Over the last decade, Walgreens has faced significant financial difficulties, seeing its market value drop from over $100 billion in 2015 to below $8 billion in 2024. For the entire 2024 fiscal year, Walgreens reported a net loss of $8.6 billion, almost triple the previous year's loss.

Should I sell my CVS stock now?

CVS Health (CVS) has been analyzed by 18 analysts, with a consensus rating of Buy. 33% of analysts recommend a Strong Buy, 61% recommend Buy, 6% suggest Holding, 0% advise Selling, and 0% predict a Strong Sell.

Who is closing more stores, CVS or Walgreens?

CVS CEO stepping down!

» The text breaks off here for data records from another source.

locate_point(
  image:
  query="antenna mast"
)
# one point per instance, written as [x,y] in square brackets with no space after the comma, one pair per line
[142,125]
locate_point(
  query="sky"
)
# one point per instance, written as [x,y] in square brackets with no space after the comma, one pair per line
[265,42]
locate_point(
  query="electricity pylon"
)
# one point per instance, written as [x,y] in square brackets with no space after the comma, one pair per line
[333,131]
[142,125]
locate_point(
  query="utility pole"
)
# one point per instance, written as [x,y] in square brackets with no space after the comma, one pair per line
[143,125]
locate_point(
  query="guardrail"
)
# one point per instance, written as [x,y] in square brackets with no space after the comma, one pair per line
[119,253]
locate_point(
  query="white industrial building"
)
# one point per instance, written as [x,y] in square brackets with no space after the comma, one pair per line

CVS is in the process of closing 900 stores . Walgreens announced its closing 1,200 locations .

What is the long-term outlook for Walgreens?

Walgreens: Growth Outlook and Valuation

Revenue is projected to grow 1.9% through 2027. Operating margins are expected to remain near 1.4% Shares trade at 6.7x forward earnings. Based on analysts average estimates, TIKR's Guided Valuation Model using a 6.7x forward P E suggests about $12/share by 2027.

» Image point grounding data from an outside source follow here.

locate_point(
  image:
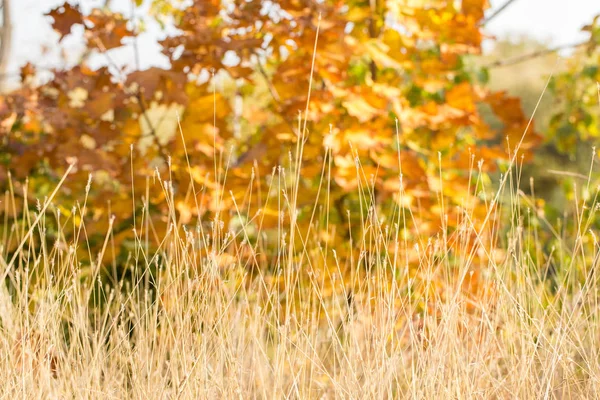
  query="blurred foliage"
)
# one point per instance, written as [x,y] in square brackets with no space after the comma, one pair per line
[240,77]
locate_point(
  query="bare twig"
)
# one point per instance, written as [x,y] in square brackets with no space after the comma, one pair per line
[530,56]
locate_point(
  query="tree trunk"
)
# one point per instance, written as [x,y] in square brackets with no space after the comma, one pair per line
[5,41]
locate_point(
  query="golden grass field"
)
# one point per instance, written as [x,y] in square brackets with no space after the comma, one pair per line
[196,326]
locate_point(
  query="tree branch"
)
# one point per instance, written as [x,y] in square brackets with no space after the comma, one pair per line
[5,37]
[530,56]
[499,11]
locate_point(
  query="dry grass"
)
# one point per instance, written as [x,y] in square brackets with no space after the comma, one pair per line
[192,326]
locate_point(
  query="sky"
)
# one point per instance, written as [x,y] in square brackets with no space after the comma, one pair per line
[554,21]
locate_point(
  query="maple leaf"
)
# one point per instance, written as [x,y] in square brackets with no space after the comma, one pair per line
[65,16]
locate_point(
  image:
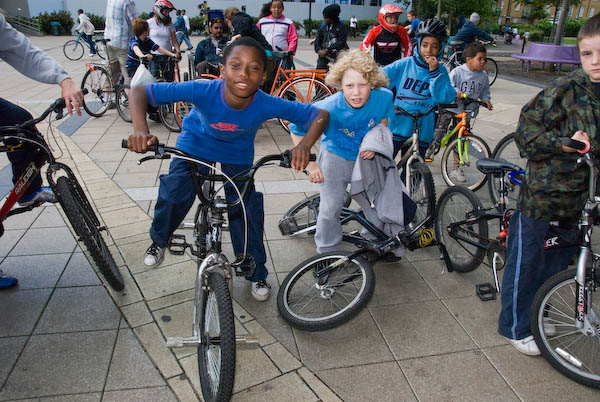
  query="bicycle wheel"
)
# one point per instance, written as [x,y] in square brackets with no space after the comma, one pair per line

Why has Walgreens fallen so much?

Walgreens' significant decline stems from a mix of failed healthcare ventures (like VillageMD), poor adaptation to e-commerce, intense pharmacy reimbursement pressure, high debt, management missteps, shrinking consumer spending, and intense competition from online players like Amazon and big-box stores, leading to store closures and a dramatic drop in market value, culminating in its decision to go private.
 

How much money do I need to invest to make $3,000 a month?

To make $3,000 a month ($36,000/year) from investments, you need a significant lump sum or consistent, high-yield income streams, with estimates ranging from roughly $300,000 at a 12% yield to over $700,000 for stable Dividend Aristocrats, depending on your investment type, dividend yield, risk tolerance, and strategy. A simple formula is: Investment Needed = ($3,000 x 12) / Annual Dividend Yield. 

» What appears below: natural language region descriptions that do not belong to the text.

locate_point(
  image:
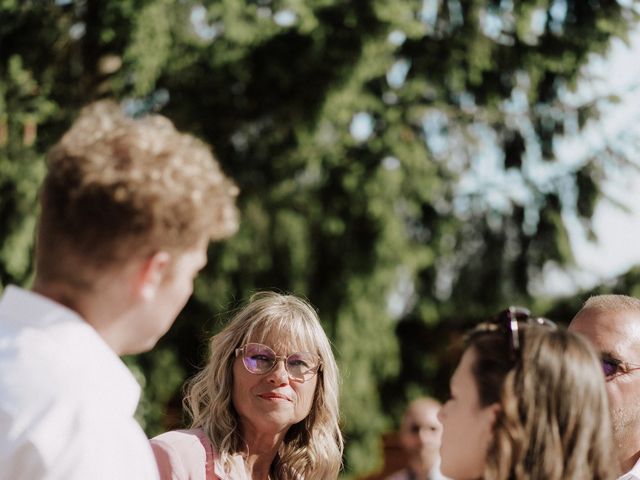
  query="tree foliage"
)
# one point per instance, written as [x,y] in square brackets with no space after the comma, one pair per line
[396,160]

What is the 90% rule in stocks?

The "Rule of 90" in stocks most commonly refers to Warren Buffett's advice for his wife's inheritance: 90% in a low-cost S&P 500 index fund for growth and 10% in short-term government bonds for stability, designed for long-term investors. However, a more pessimistic "Rule of 90-90-90" suggests 90% of new traders lose 90% of their capital within 90 days, highlighting the high failure rate due to lack of education, emotional trading, and poor risk management.
 

Which stock is better, CVS or Walgreens?

While Walgreens trades cheaper and has a greater dividend yield, it has worse cash flow and an ongoing need for funding. CVS simply doesn't have this issue, but rather, strong valuation, growth potential and free cash flow.

What is the 7% sell rule?

The 7% sell rule is a stock trading guideline to cut losses quickly, advising you to sell a stock if it drops 7-8% below your purchase price to protect capital, remove emotion, and prevent small losses from becoming catastrophic, a strategy popularized by William O'Neil's CAN SLIM method for growth investing. It assumes that truly strong stocks typically don't fall much below their buy point, so a dip signals something is wrong, requiring you to exit the trade to preserve funds for better opportunities.
 

Should I hold Walgreens stock?

Should I buy or sell Walgreens Boots Alliance Stock? Walgreens Boots Alliance holds several positive signals, but we still don't find these to be enough for a buy candidate. At the current level, it should be considered as a hold candidate (hold or accumulate) in this position whilst awaiting further development.

Is Walgreens shutting down in 2025?

Walgreens shuttered 70 stores nationwide by November 2024 and plans to close more by August 2025. Will the closures affect California stores?